Nextiva Voice Analytics: Tracking Key Performance Indicators for Sales Teams

A successful business requires building a sales team that possesses the skills and knowledge to perform effectively. How can a new company maximize the productivity and efficiency of their sales team to earn as many customers as possible?

Suppose a company has assembled a team of sales agents to create leads and close sales. In order to ensure the success of the sales team, the company must identify the key performance indicators (KPI’s) by which to measure employee performance, determine objectives, and set expectations.

For sales teams, important KPIs include the number of inbound and outbound calls and the number of unique dials. The more calls the sales agents make to prospects, the more they will increase their chances of generating leads and converting them to sales. Inbound calls represent prospects who want to learn more about the company’s products and services. The more inbound calls the sales agents take, the more likely they can turn prospects to clients. Companies want to see higher numbers for outbound and inbound calls.

Similarly, they want to see high numbers for unique dials. A unique dial indicates a call made from a phone number that has not been previously used to call the business. It also indicates a call made to a phone number that has not been previously dialed from the business. Thus, a unique dial can represent a new prospect. 

With Nextiva Voice Analytics, companies can track these KPI’s to drive employee performance and sales. Track the sales KPI’s with the monitoring tools featured in Nextiva Voice Analytics.

Customize the scorecard to view call data for inbound and outbound calls and unique dials for each sales agent.

Visit, and click Client Login to log in.

If logging in from Nextiva Voice (purchased before Dec 2020), select VoiceAnalytics.

If logging in from NextOS (purchased after Dec 2020), select Communication > Phone System > Voice Overview > Go to Analytics.

On the Nextiva Voice Analytics Home Page, click the Monitor tile or select Monitoring in the top menu bar.

On the Scorecards tab, customize the scorecard:

  1. Select the desired time range.
  2. Click the Slider icon to open the configurator.
  3. Click Swap to toggle between two table views.
  4. Click Export to download the data as a .csv file.

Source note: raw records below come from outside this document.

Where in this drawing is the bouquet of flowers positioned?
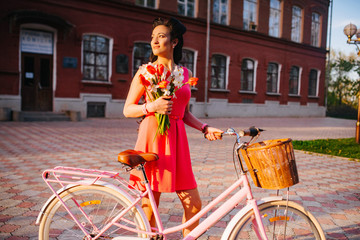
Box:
[140,63,198,135]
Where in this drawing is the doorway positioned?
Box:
[21,52,53,111]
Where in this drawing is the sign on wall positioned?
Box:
[20,29,53,55]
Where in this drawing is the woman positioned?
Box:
[124,18,222,236]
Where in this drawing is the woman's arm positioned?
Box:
[123,71,173,118]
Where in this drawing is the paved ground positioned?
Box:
[0,118,360,240]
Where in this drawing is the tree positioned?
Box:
[328,52,360,105]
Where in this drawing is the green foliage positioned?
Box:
[293,138,360,159]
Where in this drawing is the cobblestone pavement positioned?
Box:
[0,118,360,240]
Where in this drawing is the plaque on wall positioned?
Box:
[116,54,129,74]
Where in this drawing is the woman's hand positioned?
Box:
[147,96,173,115]
[205,127,224,141]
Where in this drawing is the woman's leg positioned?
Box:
[142,192,161,227]
[176,188,201,237]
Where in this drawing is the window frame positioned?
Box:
[269,0,282,38]
[308,68,321,97]
[210,53,229,91]
[291,5,303,43]
[289,65,302,96]
[81,32,114,83]
[212,0,230,25]
[266,62,282,95]
[243,0,259,31]
[310,12,321,47]
[135,0,158,9]
[239,58,258,93]
[180,48,198,79]
[177,0,198,18]
[132,41,152,76]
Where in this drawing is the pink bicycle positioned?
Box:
[37,127,325,240]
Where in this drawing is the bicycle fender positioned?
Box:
[35,180,150,229]
[221,196,283,240]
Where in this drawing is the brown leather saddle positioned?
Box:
[118,149,159,168]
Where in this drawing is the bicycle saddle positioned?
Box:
[118,149,159,168]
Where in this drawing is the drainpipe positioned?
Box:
[204,0,210,117]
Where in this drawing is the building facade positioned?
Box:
[0,0,329,118]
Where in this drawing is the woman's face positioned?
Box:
[151,25,174,58]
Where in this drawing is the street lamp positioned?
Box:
[344,23,360,144]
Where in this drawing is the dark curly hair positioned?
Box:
[150,17,186,64]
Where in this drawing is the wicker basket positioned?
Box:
[240,138,299,189]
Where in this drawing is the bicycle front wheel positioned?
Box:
[39,185,150,240]
[229,201,325,240]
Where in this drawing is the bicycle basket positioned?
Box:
[240,138,299,189]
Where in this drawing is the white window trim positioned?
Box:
[212,0,231,25]
[81,32,114,83]
[183,47,198,77]
[310,12,322,47]
[177,0,198,18]
[136,0,159,9]
[131,41,151,76]
[266,61,282,95]
[269,0,282,38]
[19,23,58,93]
[289,65,303,97]
[290,5,304,43]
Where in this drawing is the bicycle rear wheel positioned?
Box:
[39,185,150,240]
[229,201,325,240]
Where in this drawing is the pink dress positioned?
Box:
[130,68,197,192]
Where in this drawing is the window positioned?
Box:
[135,0,156,8]
[213,0,229,24]
[311,13,320,47]
[180,49,196,76]
[178,0,195,17]
[269,0,281,37]
[83,35,109,81]
[266,63,279,93]
[291,6,302,43]
[133,43,151,75]
[289,66,300,95]
[243,0,257,30]
[211,54,227,89]
[240,59,255,92]
[309,69,318,97]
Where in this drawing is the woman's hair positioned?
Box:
[150,17,186,64]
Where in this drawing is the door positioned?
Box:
[21,52,53,111]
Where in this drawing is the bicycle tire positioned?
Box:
[228,201,325,240]
[39,185,151,240]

The configurator includes three tabs for customizing the scorecard: Scorecard Type, Filter, and Time Breakdown.

The Scorecard Type tab presents the options for the type of information to display on the scorecard: Users, Locations, Call Groups, and Custom Groups, if any have been created. Select Users to view the call data information for the sales agents.

Refine the data to display on the scorecard, based on the scorecard type. For example, after selecting Users on the Scorecard Type tab, select specific Users on the Filters tab.

On the Time Breakdown tab, click to specify the breakdown of the data by time: Summary, Daily, Weekly, Monthly, or Quarterly.

The analytics scorecard displays call data for each of the sales agents. Companies can use this data to determine goals and set expectations for their sales team. For example, companies can find the average number of unique dials and set that value as the target goal for their sales team. In this example, the analytics scorecard shows 32 as the average number of unique dials for the month. The company can hold sales agents accountable for 32 unique dials per month.

TIP: Some companies may want to base the target goal on the unique call ratio, which is the ratio of the number of unique dials to the total number of calls. The higher the unique call ratio, the more potential for new business.

Companies can also use the inbound calls KPI to determine realistic goals and set expectations. While sales agents cannot control the number of calls that come in, they can control the number of calls they miss. For example, companies can keep the number of missed calls to a minimum by setting a cap based on the median number of missed calls presented on the scorecard. Based on the data for missed inbound calls in the sample analytics scorecard, the company would set a cap at 16 missed calls, and any agent who exceeds that number would be eligible for coaching.

Perhaps the most important call metric for sales is outbound calls. The more outbound calls a sales agent makes, the more prospects they can reach. The bigger the pool of prospects, the more sales they can potentially close. Companies can use outbound call data to set a target for sales agents. For example, a business can challenge their sales team to reach a target based on the average number of outbound calls made in a previous month. In the sample analytics scorecard, the average is 28 calls. The company can set the target at 30 calls.

When companies set goals for their employees and hold them accountable, employees feel engaged and motivated to perform better, which contributes to the success of the company.